Mais le changement climatique vient sérieusement éprouver leur capacité de résistance.
D'octobre à décembre 2021, le nord du Kenya a connu une troisième mauvaise saison des pluies d'affilée. Un an plus tôt, la région avait été dévastée par une invasion de criquets catastrophique.
Accablés par cette succession de plaies, les animaux sont aujourd'hui trop faibles pour donner du lait et trop maigres pour pouvoir être vendus.
- Tensions intercommunautaires -
Au vu de la situation, certains craignent désormais qu'en cas de nouvelle détérioration, les tensions entre différentes communautés pastorales ne s'aiguisent, sur fond de compétition pour un accès à des ressources limitées, tout particulièrement dans la région de Marsabit, où le conflit entre les groupes rivaux des Borana et des Gabra ne date pas d'hier.
En septembre, le président kényan Uhuru Kenyatta a reconnu à la sécheresse le statut de catastrophe naturelle, vue son ampleur.
Selon des chiffres gouvernementaux, 2,1 million de personnes, soit environ 4% de la population du pays, souffrent déjà de la faim, et 23 des 47 comtés du pays font face "à des difficultés d'approvisionnement en eau et à une situation d'insécurité alimentaire".
L'organisation météorologique nationale a mis en garde contre une possible hausse "des conflits humains et des conflits entre l'homme et la faune".
Les autorités ont alloué 450 millions de shillings (3,4 millions d'euros) pour acheter 11.250 bovins et 3.200 chèvres aux éleveurs des comtés les plus touchés.
L'Organisation des Nations unies pour l'alimentation et l'agriculture (FAO) a plaidé lundi en faveur d'une politique "agressive" pour remédier à la situation", faisant part de son inquiétude face à "la situation sur le terrain".
"Nous devons nous engager à agir différemment", a déclaré sa directrice générale adjointe, Beth Bechdol, lors d'une conférence de presse à Nairobi avant une visite dans le Nord, frappé par la sécheresse.
"Nous avons vu trop d'efforts pendant trop d'années qui ont été répétés et essayés inlassablement pour ne produire souvent que les mêmes résultats décevants", a-t-elle ajouté.
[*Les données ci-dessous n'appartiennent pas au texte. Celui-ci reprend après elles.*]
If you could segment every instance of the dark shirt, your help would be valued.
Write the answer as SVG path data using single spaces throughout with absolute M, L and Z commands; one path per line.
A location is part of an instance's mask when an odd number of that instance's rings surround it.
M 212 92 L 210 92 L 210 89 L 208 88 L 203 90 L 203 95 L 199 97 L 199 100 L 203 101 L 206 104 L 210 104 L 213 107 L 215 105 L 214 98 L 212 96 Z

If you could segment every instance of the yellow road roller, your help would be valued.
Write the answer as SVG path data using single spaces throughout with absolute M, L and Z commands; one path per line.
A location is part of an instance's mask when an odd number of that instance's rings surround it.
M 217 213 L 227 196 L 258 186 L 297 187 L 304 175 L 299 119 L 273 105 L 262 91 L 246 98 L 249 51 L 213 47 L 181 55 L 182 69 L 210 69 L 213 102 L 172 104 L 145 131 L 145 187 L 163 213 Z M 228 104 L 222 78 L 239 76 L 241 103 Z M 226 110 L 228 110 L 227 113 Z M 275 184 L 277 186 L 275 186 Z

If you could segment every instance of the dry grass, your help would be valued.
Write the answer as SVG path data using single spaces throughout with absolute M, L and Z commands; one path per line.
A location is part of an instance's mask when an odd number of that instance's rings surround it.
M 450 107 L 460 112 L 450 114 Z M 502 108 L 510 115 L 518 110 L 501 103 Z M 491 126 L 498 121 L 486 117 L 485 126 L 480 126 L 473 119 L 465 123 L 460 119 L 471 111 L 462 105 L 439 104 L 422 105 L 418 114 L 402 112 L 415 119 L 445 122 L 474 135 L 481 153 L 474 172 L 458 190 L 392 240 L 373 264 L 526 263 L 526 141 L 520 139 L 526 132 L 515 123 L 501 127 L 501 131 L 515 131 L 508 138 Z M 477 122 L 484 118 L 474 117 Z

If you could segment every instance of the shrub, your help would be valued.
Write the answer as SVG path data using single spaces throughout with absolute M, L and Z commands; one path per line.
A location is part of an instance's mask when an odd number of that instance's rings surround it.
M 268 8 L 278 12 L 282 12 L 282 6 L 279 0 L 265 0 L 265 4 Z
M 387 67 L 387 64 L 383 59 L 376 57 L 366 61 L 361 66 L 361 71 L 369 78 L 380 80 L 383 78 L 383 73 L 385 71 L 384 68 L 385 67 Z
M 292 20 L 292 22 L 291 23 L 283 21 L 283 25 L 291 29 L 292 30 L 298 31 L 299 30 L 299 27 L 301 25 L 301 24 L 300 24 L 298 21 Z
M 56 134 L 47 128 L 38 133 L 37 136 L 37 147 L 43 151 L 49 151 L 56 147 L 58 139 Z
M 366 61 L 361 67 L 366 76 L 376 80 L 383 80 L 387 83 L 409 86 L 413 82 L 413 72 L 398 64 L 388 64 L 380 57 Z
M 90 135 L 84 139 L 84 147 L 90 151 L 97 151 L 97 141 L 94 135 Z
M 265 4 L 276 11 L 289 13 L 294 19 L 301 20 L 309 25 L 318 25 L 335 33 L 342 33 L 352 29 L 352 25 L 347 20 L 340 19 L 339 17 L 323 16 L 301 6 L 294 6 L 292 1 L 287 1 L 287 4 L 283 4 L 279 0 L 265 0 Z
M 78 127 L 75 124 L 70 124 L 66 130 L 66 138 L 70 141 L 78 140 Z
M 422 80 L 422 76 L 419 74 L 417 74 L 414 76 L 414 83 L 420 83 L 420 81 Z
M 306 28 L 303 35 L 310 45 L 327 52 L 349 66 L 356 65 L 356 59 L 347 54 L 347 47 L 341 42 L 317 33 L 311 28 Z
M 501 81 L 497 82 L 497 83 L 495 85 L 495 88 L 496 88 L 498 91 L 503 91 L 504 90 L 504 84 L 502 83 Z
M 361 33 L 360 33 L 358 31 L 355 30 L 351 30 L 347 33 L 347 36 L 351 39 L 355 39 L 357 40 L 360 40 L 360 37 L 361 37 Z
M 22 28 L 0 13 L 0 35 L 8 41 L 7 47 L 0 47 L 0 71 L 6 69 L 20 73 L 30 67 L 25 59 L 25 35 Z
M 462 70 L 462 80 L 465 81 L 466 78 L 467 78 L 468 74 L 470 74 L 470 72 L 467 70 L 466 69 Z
Selon les scientifiques, le changement climatique entraîne une multiplication des phénomènes météorologiques extrêmes, tout particulièrement en Afrique, pourtant le continent qui contribue le moins au réchauffement de la planète.
A Kambi ya Nyoka, M. Galgalo, n'a désormais plus qu'un seul but : tout faire pour sauver les animaux qui lui restent et protéger ainsi sa seule source de revenu.
Mais il commence à perdre espoir. Ses bêtes, dit-il, souffrent désormais "de pneumonie et continuent de mourir".